Private investors nabbed 42 percent of more than 10,000 foreclosed properties in Oakland between 2007 and 2011, according to research released by the Oakland-based nonprofit Urban Strategies Council. Most of these properties, often acquired through cash transactions at either trustee sale auctions or directly from banks, are located in lower-income neighborhoods of color in the city that still feel the effects of predatory lending practices.
Such a rapid increase in investor activity has already resulted in higher rents and presents the potential for poor property maintenance and vacancies, says Urban Strategies housing and economic development coordinator Steve King, who adds that “increased competition from investor-speculators has effectively shut out many otherwise qualified residents from the opportunity to become homeowners.”

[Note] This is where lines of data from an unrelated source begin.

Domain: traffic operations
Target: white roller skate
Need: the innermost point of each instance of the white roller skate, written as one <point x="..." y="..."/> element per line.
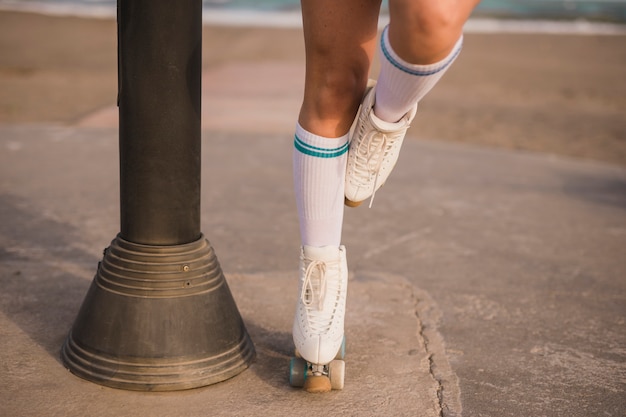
<point x="318" y="332"/>
<point x="374" y="150"/>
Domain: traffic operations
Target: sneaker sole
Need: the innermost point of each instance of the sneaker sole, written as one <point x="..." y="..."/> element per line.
<point x="351" y="203"/>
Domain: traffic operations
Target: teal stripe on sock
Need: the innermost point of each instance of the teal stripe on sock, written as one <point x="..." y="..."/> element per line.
<point x="319" y="152"/>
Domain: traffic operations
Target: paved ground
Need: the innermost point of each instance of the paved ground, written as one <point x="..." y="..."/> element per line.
<point x="483" y="282"/>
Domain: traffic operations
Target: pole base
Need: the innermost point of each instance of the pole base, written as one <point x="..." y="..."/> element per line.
<point x="158" y="318"/>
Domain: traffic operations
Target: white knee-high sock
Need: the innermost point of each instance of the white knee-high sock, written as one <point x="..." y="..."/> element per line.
<point x="319" y="169"/>
<point x="401" y="84"/>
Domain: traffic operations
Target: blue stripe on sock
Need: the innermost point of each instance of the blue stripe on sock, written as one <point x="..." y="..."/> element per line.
<point x="319" y="152"/>
<point x="410" y="70"/>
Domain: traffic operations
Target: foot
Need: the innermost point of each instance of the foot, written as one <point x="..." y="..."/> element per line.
<point x="374" y="149"/>
<point x="318" y="324"/>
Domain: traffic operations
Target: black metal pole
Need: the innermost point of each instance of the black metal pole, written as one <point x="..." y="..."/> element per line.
<point x="160" y="46"/>
<point x="159" y="315"/>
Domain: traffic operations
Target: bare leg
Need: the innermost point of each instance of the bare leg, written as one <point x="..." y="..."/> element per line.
<point x="425" y="31"/>
<point x="340" y="39"/>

King argues that “owner-occupants should be prioritized over corporate interests in the disposition of distressed property portfolios.”
How can we stem this tide? NHI senior fellow Alan Mallach suggests municipalities can take steps including compulsory landlord licensing programs and charging a one-time rental conversion fee when an investor buys a once-owner-occupied property. He also emphasizes the importance of incentivizing responsible landlords. (See The Great American Fire Sale.)
Oakland is already hard at work getting bank owners to improve their maintenance of vacant properties, as we’ll report on in the next issue of Shelterforce. Perhaps the next step will be taking action to influence who buys them.